Just as the real journalists are starting to take seriously allegations that money raised for one Tim Eyman initiative was improperly used to secretly buy signatures for another (a story we first broke), the evidence is growing stronger.

In a new affidavit (page 1, page 2) filed this afternoon as part of an ongoing Public Disclosure Commission complaint, signature gathering subcontractor Rick Walther details his dealings with Roy Ruffino and Eddie "Spaghetti" Agazarm of Citizen Solutions, LLC, the firm Eyman hires to collect signatures on all his initiatives. According to Walther, a contract signed by Ruffino stated that he would be paid $1.40 for each I-1185 signature. He would pay his crew a $1.00 per signature street price, with the remaining $0.40 going to him. But after the first couple weeks Eddie informed him that his crew would now be required to collect equal numbers of I-517 signatures, but with no further compensation.

And that's when Walther gets to the heart of the allegations:

I asked Eddy "If you need equal numbers, why didn't you just start both petitions at 50¢ each?" His response was "If we keep I-517 in volunteer status, then we don't have to report income to the PDC, and we can stay under the radar."

A few days later I received a call from Eddy trying to coerce me into lowering the price to the petitioners on I-1185 from $1.00 per signature down to 75¢ per signature, and then the extra 25¢ was to pay for every I-517 signature that came in.

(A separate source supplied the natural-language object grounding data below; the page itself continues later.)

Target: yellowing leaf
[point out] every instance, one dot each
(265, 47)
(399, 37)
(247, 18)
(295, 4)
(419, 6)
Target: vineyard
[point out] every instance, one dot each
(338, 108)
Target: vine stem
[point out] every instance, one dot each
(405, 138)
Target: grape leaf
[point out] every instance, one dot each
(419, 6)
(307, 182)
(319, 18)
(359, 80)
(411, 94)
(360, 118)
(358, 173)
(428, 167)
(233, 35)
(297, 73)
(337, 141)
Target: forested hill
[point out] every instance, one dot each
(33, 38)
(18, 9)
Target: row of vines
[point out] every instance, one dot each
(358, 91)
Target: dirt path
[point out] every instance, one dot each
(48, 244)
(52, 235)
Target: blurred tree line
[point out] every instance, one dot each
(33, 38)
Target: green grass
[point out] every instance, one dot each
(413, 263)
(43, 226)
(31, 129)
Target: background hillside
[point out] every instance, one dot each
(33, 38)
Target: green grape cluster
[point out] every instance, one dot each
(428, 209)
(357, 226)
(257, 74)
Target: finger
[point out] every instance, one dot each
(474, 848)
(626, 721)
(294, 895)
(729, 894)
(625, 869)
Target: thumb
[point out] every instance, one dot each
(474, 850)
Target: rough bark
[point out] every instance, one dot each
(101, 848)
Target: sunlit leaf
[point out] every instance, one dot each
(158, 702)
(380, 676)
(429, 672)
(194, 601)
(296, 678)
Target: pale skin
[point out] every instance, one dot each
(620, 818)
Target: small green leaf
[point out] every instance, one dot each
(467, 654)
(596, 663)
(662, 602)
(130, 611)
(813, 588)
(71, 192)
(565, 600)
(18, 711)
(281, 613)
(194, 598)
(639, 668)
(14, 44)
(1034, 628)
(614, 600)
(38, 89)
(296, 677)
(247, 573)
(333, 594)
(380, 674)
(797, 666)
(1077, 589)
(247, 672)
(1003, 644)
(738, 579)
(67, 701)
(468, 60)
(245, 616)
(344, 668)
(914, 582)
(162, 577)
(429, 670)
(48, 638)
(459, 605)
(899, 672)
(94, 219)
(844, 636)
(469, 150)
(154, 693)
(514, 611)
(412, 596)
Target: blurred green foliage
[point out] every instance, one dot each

Walther says that Agazarm eventually terminated his contract for refusing to comply with his demands, a scenario corroborated by another signature gather, Miles Stanley, in a separate affidavit:

On May 5, 2012, I was fired for not bringing in any of the I-517 signatures. Then, Eddie told me, if I wanted to continue working, that I would have to turn into Rob Harwig (Peoples Petition LLC), because he agreed to reduce the pay to 75¢ a signature for I-1185 so there would be 25¢ left to pay for the I-517 signature.

I've yet to see an email or document in which Agazarm or Ruffino explicitly instruct contractors to pay for I-517, but three separate contractors have now signed affidavits claiming that they were verbally instructed to do exactly that. If this doesn't call for a full and thorough PDC investigation, nothing does.